The tax district funds the Clean Augusta Downtown Initiative and is due to expire Dec. 31. Robert Kuhar, the vice president for properties and facilities at Morris Communications Co. and the chairman of the board that governs the downtown initiative, confirmed Thursday that a proposal to extend the voluntary district will not get the company’s four votes. Morris Communications owns The Augusta Chronicle.
Woodard said she needs 12 more votes to reach the 110 that constitute 51 percent of consenting property owners to continue the tax district.
“That’s the beauty of this process: Everyone gets a vote,” Woodard said. “We’re out getting signatures; we pulled in eight yesterday.”
Created under state law, the business district requires the consent of property owners within its boundaries. That consent can come in two forms, either by a majority of individual owners or a majority of the district’s assessed value.
Five years ago, the district enjoyed both types of consent when it went before the Augusta Commission for approval. With Morris’ withdrawal, however, “we won’t make the assessed value” method for renewal, Woodard said.
A Chronicle analysis of property records in July found that about 260 individual property owners held $193 million in property within the district’s boundaries.
The largest owner was Augusta Riverfront LLC, which shares management with Morris. Three others in the top 10 were the tax-exempt city government, the Richmond County Board of Education and the state of Georgia.

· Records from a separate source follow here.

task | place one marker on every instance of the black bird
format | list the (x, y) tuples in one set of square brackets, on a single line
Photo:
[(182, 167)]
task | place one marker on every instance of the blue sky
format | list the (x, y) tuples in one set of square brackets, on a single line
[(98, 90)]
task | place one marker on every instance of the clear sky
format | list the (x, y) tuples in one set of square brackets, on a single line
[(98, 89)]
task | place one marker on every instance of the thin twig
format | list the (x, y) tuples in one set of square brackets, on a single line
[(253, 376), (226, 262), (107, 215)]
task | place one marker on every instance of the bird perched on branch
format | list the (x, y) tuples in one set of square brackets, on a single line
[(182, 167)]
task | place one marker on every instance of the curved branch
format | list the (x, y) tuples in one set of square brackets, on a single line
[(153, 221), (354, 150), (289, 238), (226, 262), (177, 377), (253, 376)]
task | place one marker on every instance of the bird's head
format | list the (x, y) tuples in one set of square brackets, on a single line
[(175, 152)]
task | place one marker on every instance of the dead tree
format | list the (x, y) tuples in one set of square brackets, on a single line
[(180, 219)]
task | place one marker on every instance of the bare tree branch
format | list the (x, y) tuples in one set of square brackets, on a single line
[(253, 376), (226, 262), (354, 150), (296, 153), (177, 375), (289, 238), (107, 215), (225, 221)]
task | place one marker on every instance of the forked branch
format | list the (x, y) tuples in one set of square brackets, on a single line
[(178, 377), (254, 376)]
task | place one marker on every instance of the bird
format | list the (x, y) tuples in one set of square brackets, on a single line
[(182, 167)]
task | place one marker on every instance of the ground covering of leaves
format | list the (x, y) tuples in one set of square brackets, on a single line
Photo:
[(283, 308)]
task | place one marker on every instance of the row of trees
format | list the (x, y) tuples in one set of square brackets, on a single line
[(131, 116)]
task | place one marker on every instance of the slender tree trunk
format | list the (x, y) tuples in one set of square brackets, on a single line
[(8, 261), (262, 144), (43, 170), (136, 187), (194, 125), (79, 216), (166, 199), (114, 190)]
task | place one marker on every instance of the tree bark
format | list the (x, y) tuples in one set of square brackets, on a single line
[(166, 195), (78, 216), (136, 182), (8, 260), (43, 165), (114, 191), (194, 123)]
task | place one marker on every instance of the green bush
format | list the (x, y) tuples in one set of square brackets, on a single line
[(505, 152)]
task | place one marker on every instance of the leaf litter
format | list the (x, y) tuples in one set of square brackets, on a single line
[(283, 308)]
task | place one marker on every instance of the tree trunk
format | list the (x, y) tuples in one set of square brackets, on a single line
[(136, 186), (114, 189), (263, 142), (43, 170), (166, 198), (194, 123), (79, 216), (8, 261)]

Each taxable individual, limited liability company or other entity gets a vote, Woodard said.
Another large property owner with at least three votes toward the district was noncommittal. Julian Osbon, whose businesses own several rental properties in the district, said, said that, despite his previous support, renewing the district was a question his business “had been wrestling with” in the down economy. The company pays roughly $10,000 in added taxes each year for business district services.
“The revenue hasn’t been coming in, and it’s been getting down to simply a financial matter,” he said.
Osbon said he has turned management of the properties over to his son Michael and would leave the decision to him.
City Administrator Fred Russell said property owners shouldn’t expect the same level of service if the district isn’t renewed, unless the city cuts services somewhere else.
Commission member Jerry Brigham wasn’t optimistic that the signatures would materialize by Tuesday.
“I look at it kind of like a street-lighting district,” he said. “If a majority of people want it, fine; if a majority don’t want it, it’s fine.”
Woodard said she’ll reveal Monday whether a committee assigned to gain support finds the needed votes. If they’re there, Woodard said, she’ll present the business district management plan, which closely resembles the one approved five years ago, to the commission and reveal the entire list of votes.